Am Nachmittag war auch eine „Totalreform der Partei“ diskutiert worden. Dabei hätte Sebastian Kurz eine führende Rolle eingenommen. Zwischen Wien und Alpbach, wo gerade das Europäische Forum mit etlichen ÖVP-Politikern stattfindet, haben einige, vor allem junge Parteikreise, für den Außenminister lobbyiert.

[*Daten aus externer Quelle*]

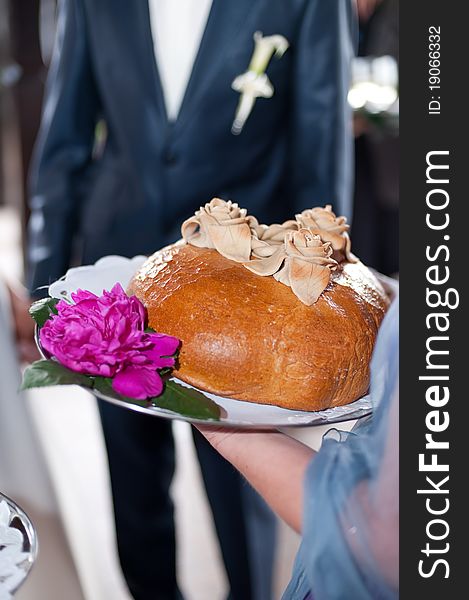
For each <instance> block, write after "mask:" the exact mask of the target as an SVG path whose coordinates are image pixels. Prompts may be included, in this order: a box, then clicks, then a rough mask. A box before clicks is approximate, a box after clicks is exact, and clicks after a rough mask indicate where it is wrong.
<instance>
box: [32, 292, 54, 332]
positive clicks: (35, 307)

Prinzipiell gibt es bei den Kurz-Anhängern zwei Lager – die einen, die meinen: „Jetzt oder nie.“ Die anderen, die glauben, dass ein Aufstieg zum Vizekanzler und Parteichef verfrüht käme: Damit würde man den 28-Jährigen nur verheizen. Kurz solle lieber Außenminister bleiben und bei der nächsten Nationalratswahl Spitzenkandidat werde

Spindeleggers Zukunft offen

Und was macht Michael Spindelegger nun? Nach seinem Abgang tauchten Spekulationen auf, er könnte sich doch noch Hoffnungen auf den Posten eines EU-Kommissars statt des bereits von Österreich nominierten Johannes Hahn machen. Diese Variante wurde allerdings der „Presse“ gegenüber dementiert.